Volume 6(2019)

PAGE 17/26

Despite the education-support policies, tuition remains the most expensive expense, followed by boarding costs for all-day school attendance. The next costly items are extra tuition, school supplies and uniforms. The poor households have good access to the public education system, including children pursuing higher education and children supported with reduced tuition fees or preferential loans for study. However, due to the low level of household income, the expenditure on education account for a considerable portion of the family budget.

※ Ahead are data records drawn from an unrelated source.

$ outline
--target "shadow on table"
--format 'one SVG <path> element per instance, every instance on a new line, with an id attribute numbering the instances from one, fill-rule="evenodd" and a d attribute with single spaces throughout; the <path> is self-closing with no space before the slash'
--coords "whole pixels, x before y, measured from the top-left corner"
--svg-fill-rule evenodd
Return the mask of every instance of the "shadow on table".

Access to health care system

Poor people benefit from free health insurance in Viet Nam, and the research finds that only 4.4 per cent of the household members in the study do not have health insurance. According to the findings, the poor households mostly use health insurance for medical treatment so they do not spend much on health care. Thus, medical expenses account for only a small portion of their household expenditure, even though most of the households include older people with illnesses and ill younger persons (table 15).

Table 15: Use of health insurance for medical examinations and treatment

Yes No Total (N=520)
For medical examination 91.9% 8.1% 100%
For treatment of disease and injury 85.0% 15.0% 100%

Most of the household members did not have regular health check-ups, only for the older persons. For minor illnesses, most households buy medicine at a pharmacy, even for children. When they have more severe health problems, they usually go to a district or city hospital.

Figure 8: Health care habits


Buying medicine is reported as easy, although 24.6 per cent of households in the central districts and 34.6 per cent in the peri-urban districts consider it easy to buy needed medicines. Households in the central districts, however, report having better access to pharmacies than those in the peri-urban areas.